Badlands National Park |
Among the iconic sites of South Dakota’s Black Hills region is the Badlands, a bizarre menagerie of spires and domes encased by striped, twisting canyon walls. The Badlands also is a treasure trove of fossils – reptile sea monsters, rhinoceroses, camels, three-toed horses, clams, ammonites and more.
Balanced Rock Trail
Arches National Park
Day hikers can take a short walk to an astounding 55-foot tall block on the Balanced Rock Trail at Arches National Park in eastern Utah. The trail leads to a dinosaur-era rock that looks like a ball atop a pedestal. The sandstone spire technically is known as a hoodoo.
Queens Garden
Bryce Canyon National Park
Fairyland really does exist – it’s smack dab in southcentral in Utah, where a maze of totem pole-like rock formations called hoodoos grace Bryce Canyon National Park. Hoodoos are unusual landforms in which a hard caprock slows the erosion of the softer mineral beneath it.
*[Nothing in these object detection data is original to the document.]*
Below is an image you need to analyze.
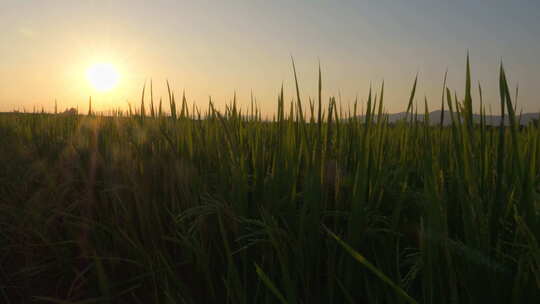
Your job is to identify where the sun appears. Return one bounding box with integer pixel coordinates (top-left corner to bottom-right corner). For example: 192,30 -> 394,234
86,63 -> 120,92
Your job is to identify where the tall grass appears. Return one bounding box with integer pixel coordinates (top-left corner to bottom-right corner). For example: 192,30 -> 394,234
0,59 -> 540,304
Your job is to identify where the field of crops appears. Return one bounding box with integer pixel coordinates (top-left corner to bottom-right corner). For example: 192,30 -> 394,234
0,62 -> 540,304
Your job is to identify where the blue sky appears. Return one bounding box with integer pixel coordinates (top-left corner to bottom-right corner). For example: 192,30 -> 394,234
0,0 -> 540,114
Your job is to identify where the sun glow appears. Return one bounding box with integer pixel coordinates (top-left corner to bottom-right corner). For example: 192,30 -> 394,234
86,63 -> 120,92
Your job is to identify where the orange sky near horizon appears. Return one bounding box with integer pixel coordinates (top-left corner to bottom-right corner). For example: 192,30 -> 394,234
0,0 -> 540,117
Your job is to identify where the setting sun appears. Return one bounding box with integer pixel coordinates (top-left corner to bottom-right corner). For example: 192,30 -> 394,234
86,63 -> 120,92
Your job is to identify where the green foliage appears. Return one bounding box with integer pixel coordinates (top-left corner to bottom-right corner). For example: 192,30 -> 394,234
0,59 -> 540,304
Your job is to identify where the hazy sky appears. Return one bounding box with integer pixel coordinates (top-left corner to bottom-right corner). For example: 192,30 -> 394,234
0,0 -> 540,113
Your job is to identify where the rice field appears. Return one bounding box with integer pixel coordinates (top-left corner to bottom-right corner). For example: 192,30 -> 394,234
0,60 -> 540,304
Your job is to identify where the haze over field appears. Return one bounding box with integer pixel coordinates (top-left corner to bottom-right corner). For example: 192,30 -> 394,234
0,0 -> 540,114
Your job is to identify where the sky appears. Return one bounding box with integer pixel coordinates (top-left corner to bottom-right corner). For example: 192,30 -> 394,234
0,0 -> 540,116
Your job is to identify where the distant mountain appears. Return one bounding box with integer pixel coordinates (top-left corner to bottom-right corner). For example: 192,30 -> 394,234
359,110 -> 540,126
The result is a variety of fantastical shapes. Children will delight in the chimerical scenery encircling Bryce Canyon’s Queens Garden.
Devils Postpile Trail
Devils Postpile National Monument
A massive collection of nearly perfect hexagonal columns of rock await day hikers on the Devils Postpile Trail in California. The trail is an easy 0.9-mile round trip hike in Devils Postpile National Monument southeast of Yosemite National Park. The national monument protects the Devils Postpile formation – which this trails heads to the top of – and the 101-foot Rainbow Falls.